スカートのシミがだいぶ取れた私は、今度こそジャムを垂らさないよう、慎重にパンを口に運びながら答える。
「そうよ。だってツガイだもの。触れ合うのは自然なことだし」
「なるほど……え?つまりヨシュア殿下は君の意思を尊重して我慢していたのに、もうそんな事があったって事?」
どうやらシリルは情報を処理しきれていないようだ。
つい相手に触れたいと願い、手が伸びてしまう気持ち。もしかしたらこれは、ツガイにしかわからない感情なのかも知れない。
「まぁ、私が殿下の裸をデッサンする日も、そう遠くはないってこと」
呆れ果てたような表情になったシリルは、首を左右に振りながら深いため息をつく。そして椅子の背もたれに寄りかかった。

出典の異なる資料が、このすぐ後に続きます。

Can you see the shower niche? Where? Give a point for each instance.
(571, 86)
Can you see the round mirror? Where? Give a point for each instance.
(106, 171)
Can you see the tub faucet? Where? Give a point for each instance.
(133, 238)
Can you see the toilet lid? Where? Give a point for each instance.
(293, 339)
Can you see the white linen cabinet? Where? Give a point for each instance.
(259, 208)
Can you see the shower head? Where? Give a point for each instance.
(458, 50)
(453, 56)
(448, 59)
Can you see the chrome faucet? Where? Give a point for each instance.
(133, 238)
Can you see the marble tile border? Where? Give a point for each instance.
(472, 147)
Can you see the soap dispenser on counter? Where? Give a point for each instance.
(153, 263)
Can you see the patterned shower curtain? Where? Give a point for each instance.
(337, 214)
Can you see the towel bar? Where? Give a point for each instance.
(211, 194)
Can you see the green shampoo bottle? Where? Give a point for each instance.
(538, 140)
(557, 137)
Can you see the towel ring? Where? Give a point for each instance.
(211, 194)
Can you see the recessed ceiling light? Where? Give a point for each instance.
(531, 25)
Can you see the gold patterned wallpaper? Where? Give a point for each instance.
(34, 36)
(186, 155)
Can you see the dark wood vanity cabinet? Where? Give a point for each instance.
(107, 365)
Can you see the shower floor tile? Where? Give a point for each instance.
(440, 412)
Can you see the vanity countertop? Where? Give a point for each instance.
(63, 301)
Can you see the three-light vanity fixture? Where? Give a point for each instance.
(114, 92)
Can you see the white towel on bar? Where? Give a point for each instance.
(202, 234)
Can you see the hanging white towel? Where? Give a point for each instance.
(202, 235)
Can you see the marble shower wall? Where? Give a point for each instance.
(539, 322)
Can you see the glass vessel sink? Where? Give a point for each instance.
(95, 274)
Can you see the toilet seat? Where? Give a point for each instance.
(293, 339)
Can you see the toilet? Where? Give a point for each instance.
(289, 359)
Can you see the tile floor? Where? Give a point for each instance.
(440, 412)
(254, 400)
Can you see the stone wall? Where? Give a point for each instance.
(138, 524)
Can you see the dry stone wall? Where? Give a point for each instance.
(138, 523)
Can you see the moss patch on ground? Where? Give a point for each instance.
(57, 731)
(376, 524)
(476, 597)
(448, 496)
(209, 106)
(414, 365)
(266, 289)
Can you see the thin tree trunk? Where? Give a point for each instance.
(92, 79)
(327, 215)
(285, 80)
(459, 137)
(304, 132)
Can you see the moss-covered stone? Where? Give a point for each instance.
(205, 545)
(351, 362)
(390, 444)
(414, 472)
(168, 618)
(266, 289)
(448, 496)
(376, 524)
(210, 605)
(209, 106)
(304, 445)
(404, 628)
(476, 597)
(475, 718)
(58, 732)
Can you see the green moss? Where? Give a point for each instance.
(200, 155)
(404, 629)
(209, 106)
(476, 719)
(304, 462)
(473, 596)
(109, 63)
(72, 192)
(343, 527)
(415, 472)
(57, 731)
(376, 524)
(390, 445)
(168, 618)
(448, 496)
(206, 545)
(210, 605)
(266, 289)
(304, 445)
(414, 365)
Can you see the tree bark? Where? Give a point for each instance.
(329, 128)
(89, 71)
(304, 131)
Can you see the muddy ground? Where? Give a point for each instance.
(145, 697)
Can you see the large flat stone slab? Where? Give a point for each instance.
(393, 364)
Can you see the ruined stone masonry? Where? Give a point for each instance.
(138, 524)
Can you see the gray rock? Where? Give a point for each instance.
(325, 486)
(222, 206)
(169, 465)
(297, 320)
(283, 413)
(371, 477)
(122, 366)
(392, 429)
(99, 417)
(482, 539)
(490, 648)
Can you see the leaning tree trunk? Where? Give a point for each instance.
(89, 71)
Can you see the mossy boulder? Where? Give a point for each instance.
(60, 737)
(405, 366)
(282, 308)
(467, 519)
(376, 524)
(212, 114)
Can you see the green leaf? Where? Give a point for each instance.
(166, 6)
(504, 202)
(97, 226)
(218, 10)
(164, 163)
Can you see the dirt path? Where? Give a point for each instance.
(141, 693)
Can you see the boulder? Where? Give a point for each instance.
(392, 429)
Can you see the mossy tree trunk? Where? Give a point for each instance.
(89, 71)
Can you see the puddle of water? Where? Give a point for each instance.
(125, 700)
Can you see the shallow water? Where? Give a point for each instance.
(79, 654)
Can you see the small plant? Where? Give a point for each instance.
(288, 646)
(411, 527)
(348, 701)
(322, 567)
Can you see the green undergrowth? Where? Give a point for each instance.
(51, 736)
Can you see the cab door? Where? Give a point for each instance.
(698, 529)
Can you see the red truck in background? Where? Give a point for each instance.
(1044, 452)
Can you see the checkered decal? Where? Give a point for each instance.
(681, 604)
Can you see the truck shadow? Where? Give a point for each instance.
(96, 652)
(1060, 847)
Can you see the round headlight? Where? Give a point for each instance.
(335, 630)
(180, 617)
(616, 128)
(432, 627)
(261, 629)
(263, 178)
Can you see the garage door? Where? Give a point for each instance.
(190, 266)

「なんていうか……僕の知ってる淑女ってもっと恥じらいや奥ゆかしさを持つ人だと思っているんだけど。シャーリー、君は違うようだ」
「いいじゃない。私は知的好奇心を満たすためなら、積極的に行くタイプなの。ここだけの話、肉食系女子なのよ」
「シャーリー、言葉を選んでくれない?君は一応殿下のツガイで、僕の妹でもあるんだから」
シリルは今度こそ呆れたように苦笑いするのであった。